I am sad. I can't seem to bounce back. Nothing feels happy right now. And for me, this is such foreign territory. I have had the luxury most of my life of naturally gravitating to happy, regardless of my circumstances. Not so now. Part of this is that I'm living in a garden level apartment and my sunshine exposure is minimal, especially in the morning. Part of this is that there has been too much difficult everything without adequate recovery time. Part of this is that I know I'm messed up, but I don't seem to have the energy to put myself back together. Part of this is that I'm living in a circumstance that I chose, but I chose it because it needed to be chosen, not because I wanted it.

I feel guilty. Things that make me feel guilt:
1. I don't want to live with my father-in-law. I never have. I'm doing it because he needs to live with us. But I do not want it. I have no relationship with him. I don't want a relationship with him.
2. I haven't gone running regularly for the past two weeks. I didn't go running last week because I was in Laramie and the weather wasn't great and I am a wimp. Also, I didn't want to pay $8 a day to go running at a gym. And I've only gone once this week because, since returning from Laramie, I don't want to do anything. Not running means I don't have the emotional stamina to manage PTSD which means everything I've talked about in this blog feels worse. And I know I need to do it. I just haven't.
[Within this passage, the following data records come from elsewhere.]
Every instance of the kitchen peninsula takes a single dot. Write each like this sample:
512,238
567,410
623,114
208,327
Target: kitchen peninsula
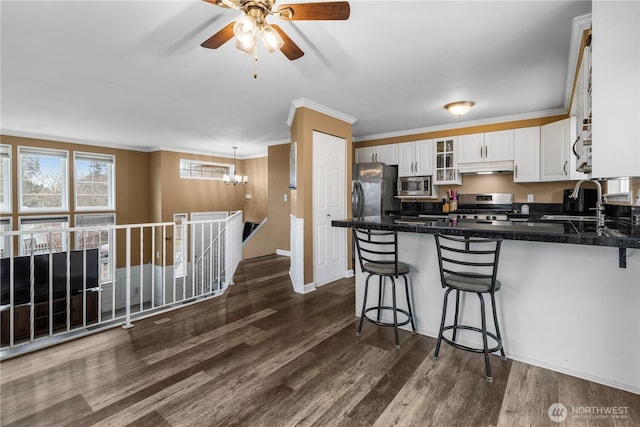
565,303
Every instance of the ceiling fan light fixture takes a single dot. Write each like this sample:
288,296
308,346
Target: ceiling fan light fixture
459,108
271,39
248,47
245,29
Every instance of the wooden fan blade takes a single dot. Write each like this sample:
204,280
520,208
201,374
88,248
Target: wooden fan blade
338,10
227,4
219,38
289,49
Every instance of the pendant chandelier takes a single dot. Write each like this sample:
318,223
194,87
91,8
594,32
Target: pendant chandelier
233,178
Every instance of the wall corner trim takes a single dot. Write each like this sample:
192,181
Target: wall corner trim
303,102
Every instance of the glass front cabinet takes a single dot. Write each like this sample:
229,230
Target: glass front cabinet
446,162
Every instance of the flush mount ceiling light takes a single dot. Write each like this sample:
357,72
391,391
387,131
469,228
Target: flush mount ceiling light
233,178
459,108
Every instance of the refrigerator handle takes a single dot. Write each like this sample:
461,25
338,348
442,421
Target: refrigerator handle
356,199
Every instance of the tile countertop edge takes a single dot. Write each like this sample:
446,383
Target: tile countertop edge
506,232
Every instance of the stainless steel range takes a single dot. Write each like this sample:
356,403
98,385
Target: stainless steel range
483,207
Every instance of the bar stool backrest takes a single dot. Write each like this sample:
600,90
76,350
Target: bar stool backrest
377,247
468,259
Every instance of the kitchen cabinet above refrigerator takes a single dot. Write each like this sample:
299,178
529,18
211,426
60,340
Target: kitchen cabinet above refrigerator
615,56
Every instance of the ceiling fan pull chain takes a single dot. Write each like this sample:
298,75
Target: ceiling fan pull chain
255,63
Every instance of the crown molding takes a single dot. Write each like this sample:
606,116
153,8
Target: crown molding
207,153
42,136
492,120
303,102
139,148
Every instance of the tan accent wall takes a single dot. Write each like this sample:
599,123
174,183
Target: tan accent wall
195,195
255,208
133,196
274,234
149,189
544,192
304,123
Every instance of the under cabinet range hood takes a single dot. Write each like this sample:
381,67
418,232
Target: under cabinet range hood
486,167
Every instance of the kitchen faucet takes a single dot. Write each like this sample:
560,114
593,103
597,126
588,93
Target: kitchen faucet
599,205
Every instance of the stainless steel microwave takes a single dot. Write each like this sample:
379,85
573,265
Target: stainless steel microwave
414,186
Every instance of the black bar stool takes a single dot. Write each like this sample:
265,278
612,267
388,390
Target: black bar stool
378,255
469,264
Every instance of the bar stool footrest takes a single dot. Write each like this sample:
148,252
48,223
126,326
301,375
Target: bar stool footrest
467,348
385,323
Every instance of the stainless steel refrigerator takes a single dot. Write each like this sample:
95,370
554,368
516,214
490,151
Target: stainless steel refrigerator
374,190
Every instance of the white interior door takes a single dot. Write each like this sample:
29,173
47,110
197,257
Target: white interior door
329,193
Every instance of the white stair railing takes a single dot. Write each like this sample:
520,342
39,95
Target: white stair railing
58,288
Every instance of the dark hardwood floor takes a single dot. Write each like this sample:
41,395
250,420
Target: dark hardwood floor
262,355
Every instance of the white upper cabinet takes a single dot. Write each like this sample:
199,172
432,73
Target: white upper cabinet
615,56
365,155
498,146
471,148
557,162
415,158
526,154
446,161
382,153
387,154
490,151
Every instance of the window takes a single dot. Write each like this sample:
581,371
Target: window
5,241
43,180
179,244
43,241
93,181
95,238
5,178
203,170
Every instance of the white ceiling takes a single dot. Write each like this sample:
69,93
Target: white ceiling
133,74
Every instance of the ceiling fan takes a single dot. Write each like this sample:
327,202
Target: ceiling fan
274,38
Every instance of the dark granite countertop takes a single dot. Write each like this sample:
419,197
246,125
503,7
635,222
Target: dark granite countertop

I feel helpless. Which is stupid. I'm one of the most capable people I know. But even doing simple things makes me feel overwhelmed. Cooking dinner, making my bed, taking a shower-- everything feels like it's too much. I have developed so many different skills and healthy ways to cope with stress and difficulty. But it feels too difficult to use any of them. I know what to do. I just don't do it.

I feel confused. Mostly about people. I don't really know how to talk to them anymore. My brain can't seem to make room for what they want to say. I've lost my ability to listen and care. All I can think while they're speaking is, "I need to get away and hide somewhere." This is not like me at all. Who have I become? Am I so wrapped up in myself that I can't make room for people I love? I don't even know me anymore. I hate this person I now am. In addition, I don't feel I know people anymore. People I've spent incredible amounts of time with now feel like strangers. There's no connection when we're together. Just a big, huge, confusing barrier which I somehow put in place all by myself. Why would I do that? Who am I?
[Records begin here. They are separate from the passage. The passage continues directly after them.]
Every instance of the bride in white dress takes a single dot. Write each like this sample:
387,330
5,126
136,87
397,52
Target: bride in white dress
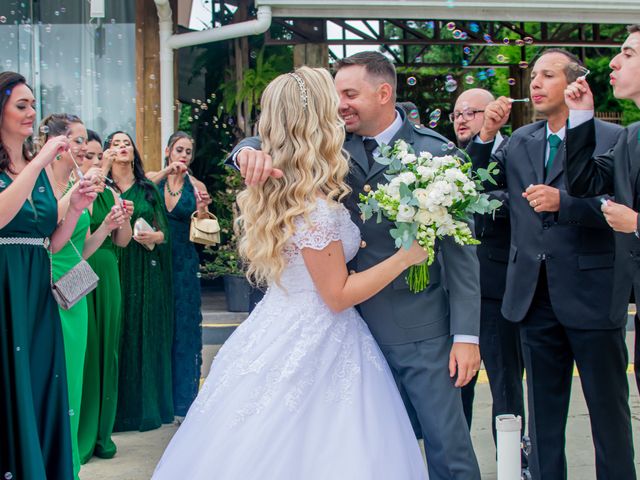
301,391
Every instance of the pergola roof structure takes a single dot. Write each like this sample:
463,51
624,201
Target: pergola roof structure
583,11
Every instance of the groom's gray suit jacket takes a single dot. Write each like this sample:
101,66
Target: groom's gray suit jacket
451,302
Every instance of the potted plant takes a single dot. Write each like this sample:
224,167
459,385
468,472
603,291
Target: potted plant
222,260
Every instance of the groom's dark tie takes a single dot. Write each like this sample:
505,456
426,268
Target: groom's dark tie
370,144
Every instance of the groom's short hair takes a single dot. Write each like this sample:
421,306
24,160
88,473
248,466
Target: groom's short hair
376,65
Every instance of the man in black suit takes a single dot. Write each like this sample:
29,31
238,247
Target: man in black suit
615,172
499,338
559,280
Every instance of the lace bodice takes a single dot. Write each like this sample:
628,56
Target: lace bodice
328,222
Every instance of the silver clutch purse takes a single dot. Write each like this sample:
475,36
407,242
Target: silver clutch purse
75,284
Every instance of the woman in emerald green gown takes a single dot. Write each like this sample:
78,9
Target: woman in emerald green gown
144,387
81,245
100,378
35,440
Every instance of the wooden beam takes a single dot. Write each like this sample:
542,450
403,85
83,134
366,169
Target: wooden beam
148,83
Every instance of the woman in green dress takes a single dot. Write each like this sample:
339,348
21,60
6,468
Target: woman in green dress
182,194
100,382
35,440
144,387
81,245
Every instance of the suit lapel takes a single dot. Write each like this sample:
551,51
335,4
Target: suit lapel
558,164
405,133
535,148
633,146
355,147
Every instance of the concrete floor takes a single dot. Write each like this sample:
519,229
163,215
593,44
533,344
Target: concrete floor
139,452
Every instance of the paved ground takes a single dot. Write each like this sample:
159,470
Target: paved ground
139,452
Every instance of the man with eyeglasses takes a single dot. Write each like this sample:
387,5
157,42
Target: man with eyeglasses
499,338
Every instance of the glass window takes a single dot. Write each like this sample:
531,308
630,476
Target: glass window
75,64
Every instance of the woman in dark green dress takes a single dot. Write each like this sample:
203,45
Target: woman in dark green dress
182,195
35,439
144,387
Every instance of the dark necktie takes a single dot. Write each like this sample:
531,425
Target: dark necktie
370,145
554,143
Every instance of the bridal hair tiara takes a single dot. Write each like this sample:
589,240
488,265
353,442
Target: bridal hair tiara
303,89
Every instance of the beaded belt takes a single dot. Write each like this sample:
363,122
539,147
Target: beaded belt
37,242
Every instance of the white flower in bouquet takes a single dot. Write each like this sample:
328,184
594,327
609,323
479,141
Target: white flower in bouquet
405,213
428,198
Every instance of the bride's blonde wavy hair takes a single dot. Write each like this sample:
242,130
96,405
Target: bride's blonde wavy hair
301,129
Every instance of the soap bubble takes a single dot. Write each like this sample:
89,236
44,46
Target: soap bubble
451,85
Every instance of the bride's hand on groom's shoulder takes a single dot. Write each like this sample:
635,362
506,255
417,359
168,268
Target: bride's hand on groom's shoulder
464,360
256,166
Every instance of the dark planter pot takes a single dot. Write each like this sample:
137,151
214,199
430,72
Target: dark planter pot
236,291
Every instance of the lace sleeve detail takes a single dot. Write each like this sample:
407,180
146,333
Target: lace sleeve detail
321,229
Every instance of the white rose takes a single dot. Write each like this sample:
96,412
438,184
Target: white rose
406,177
405,213
422,195
408,158
426,173
393,188
402,146
424,217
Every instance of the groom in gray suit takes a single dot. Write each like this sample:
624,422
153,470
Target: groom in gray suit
429,339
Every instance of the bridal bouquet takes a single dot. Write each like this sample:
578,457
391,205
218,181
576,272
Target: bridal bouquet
428,197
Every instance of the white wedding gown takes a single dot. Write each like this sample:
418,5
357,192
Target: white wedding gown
298,392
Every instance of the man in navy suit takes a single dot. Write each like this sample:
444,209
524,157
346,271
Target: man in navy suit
615,172
559,279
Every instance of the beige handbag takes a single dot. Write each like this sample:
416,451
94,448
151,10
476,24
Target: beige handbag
205,231
75,284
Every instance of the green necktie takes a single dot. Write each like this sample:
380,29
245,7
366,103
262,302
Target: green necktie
554,143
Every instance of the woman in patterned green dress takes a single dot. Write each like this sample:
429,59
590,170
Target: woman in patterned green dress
144,387
182,194
35,440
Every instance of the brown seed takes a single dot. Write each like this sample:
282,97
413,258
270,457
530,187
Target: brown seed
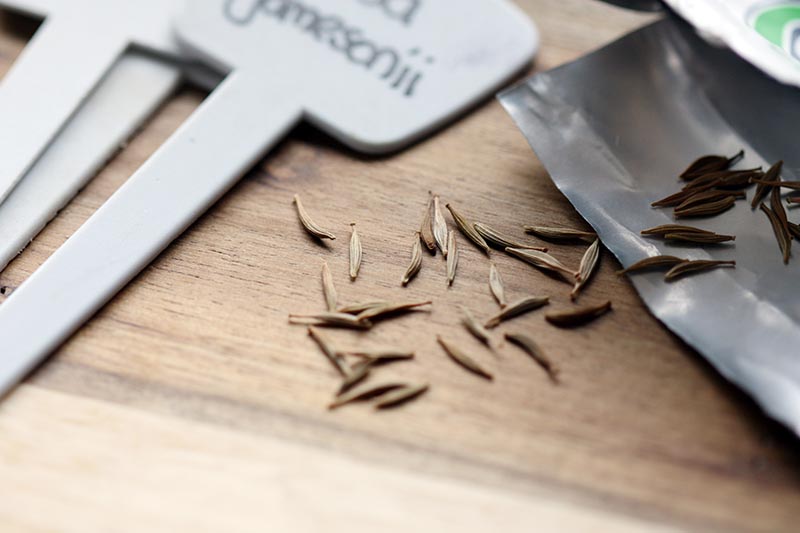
532,348
497,239
439,226
584,315
794,229
426,228
780,214
699,238
309,224
452,258
588,266
496,285
381,357
657,261
401,396
761,192
678,197
331,320
416,261
355,309
726,179
363,395
389,309
468,229
710,163
707,209
674,228
328,288
713,179
358,373
329,351
550,233
463,359
356,252
781,232
542,260
707,197
475,327
741,179
692,267
517,308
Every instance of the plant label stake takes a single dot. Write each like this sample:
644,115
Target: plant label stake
76,45
375,81
128,94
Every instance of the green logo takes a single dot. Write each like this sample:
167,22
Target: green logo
779,23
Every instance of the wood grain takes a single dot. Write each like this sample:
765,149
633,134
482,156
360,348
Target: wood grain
189,402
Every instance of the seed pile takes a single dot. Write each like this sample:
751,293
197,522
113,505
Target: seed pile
712,188
356,368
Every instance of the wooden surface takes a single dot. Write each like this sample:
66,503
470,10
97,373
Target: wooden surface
189,403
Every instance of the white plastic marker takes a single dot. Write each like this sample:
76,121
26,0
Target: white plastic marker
373,80
74,48
133,89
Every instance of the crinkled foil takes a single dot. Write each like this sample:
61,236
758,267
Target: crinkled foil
616,127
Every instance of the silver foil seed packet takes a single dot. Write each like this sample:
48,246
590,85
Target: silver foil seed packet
616,127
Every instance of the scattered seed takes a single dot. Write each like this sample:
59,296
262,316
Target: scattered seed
781,233
517,308
762,190
713,179
329,351
309,224
356,252
367,394
652,262
475,327
794,229
452,258
707,197
710,163
588,266
389,309
355,309
496,285
401,396
699,238
674,228
707,209
463,359
331,320
426,228
468,229
560,234
439,226
532,348
780,214
380,357
358,373
584,315
328,288
678,197
497,239
416,260
542,260
691,267
741,179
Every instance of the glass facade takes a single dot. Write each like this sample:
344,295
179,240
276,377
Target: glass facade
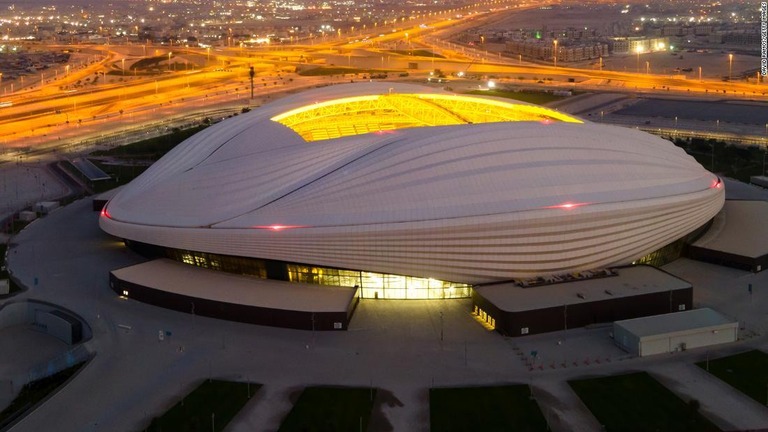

I have been in touch with Therapist. A lot, actually. He says things take time. That just makes me want to lie on the floor and weep. What do I DO during that time? Therapist says I'm doing it. I'm letting myself feel what's happening. I'm recognizing that I've been wounded. That also makes me want to lie on the floor and weep. Therapist says a step forward would be to seek healthy touch (my stomach just tried to throw up), take time to myself (REALLY?? Did he forget that I'm never alone?), do things I enjoy (I don't even know what those are anymore), and try to connect with people I love (I think I've lost that superpower forever). I finally told him I'd be making an appointment in the future, but right now I can't even find the words to talk about what's happening to me. And I can't. Not even here on my blog, so I'm going to stop now.